「心性について」「示していう。いまのいうような考え方は、まったく仏法の考え方ではない。それは先尼外道なるものの説である。かの外道の考え方はこうである。ーわが身の中には、一つの霊妙な知がある。その知は、つまり、なにかにぶつかると、よく好悪をわきまえ、あるいは是非を判断する。痛い痒いを知り、苦しい、楽しいを知るのも、みなその霊妙な知の力である。しかるに、その霊性は、この身が滅する時には、この身を抜けてかしこに生まれるのであるから、ここでは滅するように見えるけれどもかしこに生まれているのであるから、いつまでも滅することなくして常住であるーかの外道の考え方はこんな具合である。それなのにねその考え方に倣って、それが仏法であるとするのは、たとえば、瓦礫をにぎって、それを黄金のたからと思うよりも、なお愚かである。その恥ずかしい馬鹿馬鹿しさは、たとえるものもない。唐の慧忠国師も、それをふかく誡めたことであった。思うに、心は常住であり、身は滅するなどと遍な考え方をはたらかせて、これを諸仏の教えに等しいなどといい、生死の本来の原因をとりあげて、それで生死をはなれたなどと思うなど、馬鹿馬鹿しいことではないか。なんとも可哀想なものである。そんなのは、ただ外道の曲がった考え方だと知るがよく、耳にもふれないがよろしい。(道元:正法眼蔵)

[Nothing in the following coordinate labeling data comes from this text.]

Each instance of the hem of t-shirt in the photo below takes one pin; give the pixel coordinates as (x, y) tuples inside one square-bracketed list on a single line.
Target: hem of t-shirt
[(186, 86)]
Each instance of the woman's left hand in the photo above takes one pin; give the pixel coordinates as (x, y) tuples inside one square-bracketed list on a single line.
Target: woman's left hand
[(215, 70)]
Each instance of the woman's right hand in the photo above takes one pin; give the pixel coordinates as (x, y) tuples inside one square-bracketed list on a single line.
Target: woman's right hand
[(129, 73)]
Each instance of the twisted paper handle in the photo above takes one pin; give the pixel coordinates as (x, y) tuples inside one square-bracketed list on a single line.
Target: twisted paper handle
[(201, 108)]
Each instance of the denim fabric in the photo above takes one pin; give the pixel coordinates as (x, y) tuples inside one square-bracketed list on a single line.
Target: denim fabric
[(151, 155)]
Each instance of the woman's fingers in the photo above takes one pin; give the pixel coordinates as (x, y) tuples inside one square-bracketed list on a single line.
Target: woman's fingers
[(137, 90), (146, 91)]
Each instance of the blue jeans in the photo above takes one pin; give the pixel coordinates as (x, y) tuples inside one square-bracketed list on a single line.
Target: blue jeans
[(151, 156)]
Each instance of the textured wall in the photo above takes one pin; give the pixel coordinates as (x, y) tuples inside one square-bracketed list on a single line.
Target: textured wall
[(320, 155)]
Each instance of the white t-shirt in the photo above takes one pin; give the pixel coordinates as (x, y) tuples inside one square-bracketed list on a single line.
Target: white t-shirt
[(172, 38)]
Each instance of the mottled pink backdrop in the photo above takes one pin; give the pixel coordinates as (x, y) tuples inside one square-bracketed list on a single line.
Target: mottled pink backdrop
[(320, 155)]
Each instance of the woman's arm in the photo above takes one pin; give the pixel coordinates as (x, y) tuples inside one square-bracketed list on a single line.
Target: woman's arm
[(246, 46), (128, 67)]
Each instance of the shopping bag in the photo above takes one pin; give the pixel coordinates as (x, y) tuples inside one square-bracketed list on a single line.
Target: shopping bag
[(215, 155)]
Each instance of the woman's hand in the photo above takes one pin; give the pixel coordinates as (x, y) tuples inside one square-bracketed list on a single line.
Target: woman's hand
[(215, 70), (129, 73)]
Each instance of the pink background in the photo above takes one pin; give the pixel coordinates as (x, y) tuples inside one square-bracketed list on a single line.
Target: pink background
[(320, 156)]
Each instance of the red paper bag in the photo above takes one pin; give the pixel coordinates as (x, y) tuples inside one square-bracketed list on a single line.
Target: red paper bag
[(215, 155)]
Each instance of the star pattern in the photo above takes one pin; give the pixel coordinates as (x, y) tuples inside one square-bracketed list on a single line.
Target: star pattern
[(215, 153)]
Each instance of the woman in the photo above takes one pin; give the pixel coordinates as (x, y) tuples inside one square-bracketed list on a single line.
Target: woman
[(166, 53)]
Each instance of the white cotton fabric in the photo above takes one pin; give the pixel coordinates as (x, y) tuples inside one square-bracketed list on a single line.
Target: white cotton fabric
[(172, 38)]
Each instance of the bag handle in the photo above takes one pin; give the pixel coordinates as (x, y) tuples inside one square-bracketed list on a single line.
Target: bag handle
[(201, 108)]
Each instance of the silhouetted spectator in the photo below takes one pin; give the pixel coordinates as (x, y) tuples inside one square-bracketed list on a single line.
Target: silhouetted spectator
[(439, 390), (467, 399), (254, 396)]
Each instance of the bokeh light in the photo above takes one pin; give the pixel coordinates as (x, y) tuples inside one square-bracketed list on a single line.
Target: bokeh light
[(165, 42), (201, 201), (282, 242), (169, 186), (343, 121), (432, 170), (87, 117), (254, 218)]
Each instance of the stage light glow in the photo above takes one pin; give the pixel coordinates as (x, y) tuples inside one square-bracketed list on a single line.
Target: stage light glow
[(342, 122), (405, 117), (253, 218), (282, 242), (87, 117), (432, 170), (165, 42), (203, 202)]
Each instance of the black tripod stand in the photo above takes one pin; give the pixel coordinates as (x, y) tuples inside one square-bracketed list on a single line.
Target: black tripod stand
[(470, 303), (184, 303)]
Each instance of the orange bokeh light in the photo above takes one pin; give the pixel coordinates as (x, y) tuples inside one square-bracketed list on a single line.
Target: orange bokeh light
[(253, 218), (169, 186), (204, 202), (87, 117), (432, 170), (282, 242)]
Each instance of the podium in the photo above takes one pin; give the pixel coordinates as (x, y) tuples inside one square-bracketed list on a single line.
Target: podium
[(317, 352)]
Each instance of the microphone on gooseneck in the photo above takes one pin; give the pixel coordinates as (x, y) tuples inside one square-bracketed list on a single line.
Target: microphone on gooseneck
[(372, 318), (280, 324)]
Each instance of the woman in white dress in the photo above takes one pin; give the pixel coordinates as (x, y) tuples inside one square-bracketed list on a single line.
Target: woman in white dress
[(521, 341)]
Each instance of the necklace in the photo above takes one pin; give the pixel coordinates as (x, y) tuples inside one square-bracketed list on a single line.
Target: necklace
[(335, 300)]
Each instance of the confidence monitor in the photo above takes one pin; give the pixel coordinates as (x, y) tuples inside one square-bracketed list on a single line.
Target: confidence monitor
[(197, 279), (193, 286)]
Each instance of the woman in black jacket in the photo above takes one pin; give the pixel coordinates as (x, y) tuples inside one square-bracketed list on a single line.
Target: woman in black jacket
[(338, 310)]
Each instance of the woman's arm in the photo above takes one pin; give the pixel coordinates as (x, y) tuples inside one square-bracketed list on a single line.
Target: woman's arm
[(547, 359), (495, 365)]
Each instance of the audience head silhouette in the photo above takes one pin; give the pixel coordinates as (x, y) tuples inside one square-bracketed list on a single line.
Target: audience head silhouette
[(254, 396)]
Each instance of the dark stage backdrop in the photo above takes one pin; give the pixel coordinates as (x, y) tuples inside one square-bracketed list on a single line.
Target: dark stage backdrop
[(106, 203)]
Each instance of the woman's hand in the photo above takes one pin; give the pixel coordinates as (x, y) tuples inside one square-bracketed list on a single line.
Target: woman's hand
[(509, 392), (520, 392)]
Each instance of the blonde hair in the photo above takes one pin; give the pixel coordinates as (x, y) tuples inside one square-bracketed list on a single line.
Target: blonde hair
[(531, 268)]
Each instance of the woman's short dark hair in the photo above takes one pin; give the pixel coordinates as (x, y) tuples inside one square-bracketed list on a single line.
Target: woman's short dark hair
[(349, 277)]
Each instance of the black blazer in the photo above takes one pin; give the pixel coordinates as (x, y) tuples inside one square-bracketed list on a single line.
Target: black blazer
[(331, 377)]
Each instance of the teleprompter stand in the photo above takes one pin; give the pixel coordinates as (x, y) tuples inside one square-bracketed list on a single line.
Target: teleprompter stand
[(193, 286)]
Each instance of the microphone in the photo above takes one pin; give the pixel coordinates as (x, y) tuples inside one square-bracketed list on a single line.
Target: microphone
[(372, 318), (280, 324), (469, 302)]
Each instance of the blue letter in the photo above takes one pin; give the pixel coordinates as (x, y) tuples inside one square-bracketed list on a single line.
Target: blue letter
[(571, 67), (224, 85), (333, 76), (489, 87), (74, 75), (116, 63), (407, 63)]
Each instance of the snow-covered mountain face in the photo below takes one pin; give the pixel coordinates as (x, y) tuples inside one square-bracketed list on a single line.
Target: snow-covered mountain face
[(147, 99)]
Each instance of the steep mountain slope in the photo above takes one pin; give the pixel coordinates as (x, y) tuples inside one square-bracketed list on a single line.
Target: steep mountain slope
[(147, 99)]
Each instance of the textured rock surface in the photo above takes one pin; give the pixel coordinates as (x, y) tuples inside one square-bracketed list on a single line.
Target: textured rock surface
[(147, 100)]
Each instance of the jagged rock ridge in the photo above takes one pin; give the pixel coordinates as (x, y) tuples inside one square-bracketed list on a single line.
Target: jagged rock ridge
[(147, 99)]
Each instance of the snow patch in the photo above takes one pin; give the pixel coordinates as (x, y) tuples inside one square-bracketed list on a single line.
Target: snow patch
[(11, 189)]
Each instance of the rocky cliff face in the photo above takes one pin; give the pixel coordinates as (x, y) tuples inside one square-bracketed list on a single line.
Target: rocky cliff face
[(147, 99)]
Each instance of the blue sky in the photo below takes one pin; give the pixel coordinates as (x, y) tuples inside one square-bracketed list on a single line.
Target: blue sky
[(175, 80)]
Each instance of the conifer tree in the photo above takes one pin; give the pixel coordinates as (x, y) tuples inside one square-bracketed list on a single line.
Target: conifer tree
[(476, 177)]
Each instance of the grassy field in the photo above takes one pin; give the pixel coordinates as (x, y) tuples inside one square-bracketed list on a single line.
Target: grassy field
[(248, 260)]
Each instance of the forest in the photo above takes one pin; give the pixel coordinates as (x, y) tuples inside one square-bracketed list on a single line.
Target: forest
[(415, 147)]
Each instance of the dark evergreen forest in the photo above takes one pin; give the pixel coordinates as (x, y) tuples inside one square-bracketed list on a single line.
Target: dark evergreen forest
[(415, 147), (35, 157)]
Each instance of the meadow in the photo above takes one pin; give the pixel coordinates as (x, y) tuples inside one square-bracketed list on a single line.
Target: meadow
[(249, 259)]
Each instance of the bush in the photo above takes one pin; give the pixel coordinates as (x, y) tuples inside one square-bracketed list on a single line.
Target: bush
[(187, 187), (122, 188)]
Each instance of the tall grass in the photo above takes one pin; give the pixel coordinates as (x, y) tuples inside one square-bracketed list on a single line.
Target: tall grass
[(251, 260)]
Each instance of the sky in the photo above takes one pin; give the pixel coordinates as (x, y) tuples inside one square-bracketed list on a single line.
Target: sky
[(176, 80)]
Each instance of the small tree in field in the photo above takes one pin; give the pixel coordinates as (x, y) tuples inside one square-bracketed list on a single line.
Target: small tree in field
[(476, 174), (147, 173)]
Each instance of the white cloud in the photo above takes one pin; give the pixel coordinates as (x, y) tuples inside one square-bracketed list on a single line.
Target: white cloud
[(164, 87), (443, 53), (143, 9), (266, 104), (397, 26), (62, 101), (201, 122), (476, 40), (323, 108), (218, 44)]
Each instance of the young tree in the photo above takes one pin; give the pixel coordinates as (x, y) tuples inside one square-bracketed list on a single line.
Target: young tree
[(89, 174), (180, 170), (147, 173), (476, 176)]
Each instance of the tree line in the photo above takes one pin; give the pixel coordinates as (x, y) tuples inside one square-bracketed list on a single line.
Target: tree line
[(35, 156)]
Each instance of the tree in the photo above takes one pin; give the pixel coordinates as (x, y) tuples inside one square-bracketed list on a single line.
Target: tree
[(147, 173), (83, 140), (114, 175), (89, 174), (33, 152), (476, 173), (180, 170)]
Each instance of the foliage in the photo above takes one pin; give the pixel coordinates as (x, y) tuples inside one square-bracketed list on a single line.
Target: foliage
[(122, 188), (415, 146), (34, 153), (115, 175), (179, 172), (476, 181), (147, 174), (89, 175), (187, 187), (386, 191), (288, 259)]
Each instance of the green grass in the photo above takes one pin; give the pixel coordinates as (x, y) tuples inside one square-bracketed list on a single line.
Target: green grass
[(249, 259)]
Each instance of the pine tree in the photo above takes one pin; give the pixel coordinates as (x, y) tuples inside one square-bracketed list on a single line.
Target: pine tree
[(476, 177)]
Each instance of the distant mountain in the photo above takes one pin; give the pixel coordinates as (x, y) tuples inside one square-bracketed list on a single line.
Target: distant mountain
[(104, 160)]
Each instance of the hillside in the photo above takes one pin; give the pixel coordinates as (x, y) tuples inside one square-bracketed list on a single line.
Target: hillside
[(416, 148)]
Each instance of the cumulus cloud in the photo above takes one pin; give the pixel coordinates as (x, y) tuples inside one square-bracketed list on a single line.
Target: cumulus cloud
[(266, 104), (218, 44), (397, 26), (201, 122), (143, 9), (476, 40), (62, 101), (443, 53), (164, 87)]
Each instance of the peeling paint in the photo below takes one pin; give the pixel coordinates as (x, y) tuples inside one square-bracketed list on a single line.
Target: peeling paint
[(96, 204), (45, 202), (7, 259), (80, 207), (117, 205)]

原文「しめしていはく、いまいふところの見、まったく仏法にあらず、先尼外道が見なり。いはく、かの外道の見は、わが身うちにひとつの霊知があり、かの知、すなはち縁にあふところに、よく好悪をわきまへ、是非をわきまふ。痛痒をしり、昏くをしる、みなかの霊知のちからなり。しかあるのに、かの霊性は、この身の滅するとき、もぬけてかとこにうまれるゆゑに、ここに滅すとみゆれども、かしこに生あれば、ながく滅せずして常住なりといふなり。かの外道の見、かくのごとし。しかあるを、この見をなろうて仏法とせん。瓦礫をにぎりて金宝とおもはんむよりもなほおろかなり。癡迷のはづべき、たとふるにものなし。大唐国の慧忠国師、ふかくいましめたり。いま心常相滅の邪見を計して、諸仏の妙法にひとしめ、生死の本因をおこして、生死をはなれたりとおもはん、おろかなるにあらずや、もともあはれむべし。ただこれ外道の邪見むなりとしれ、みみにふるべからず。」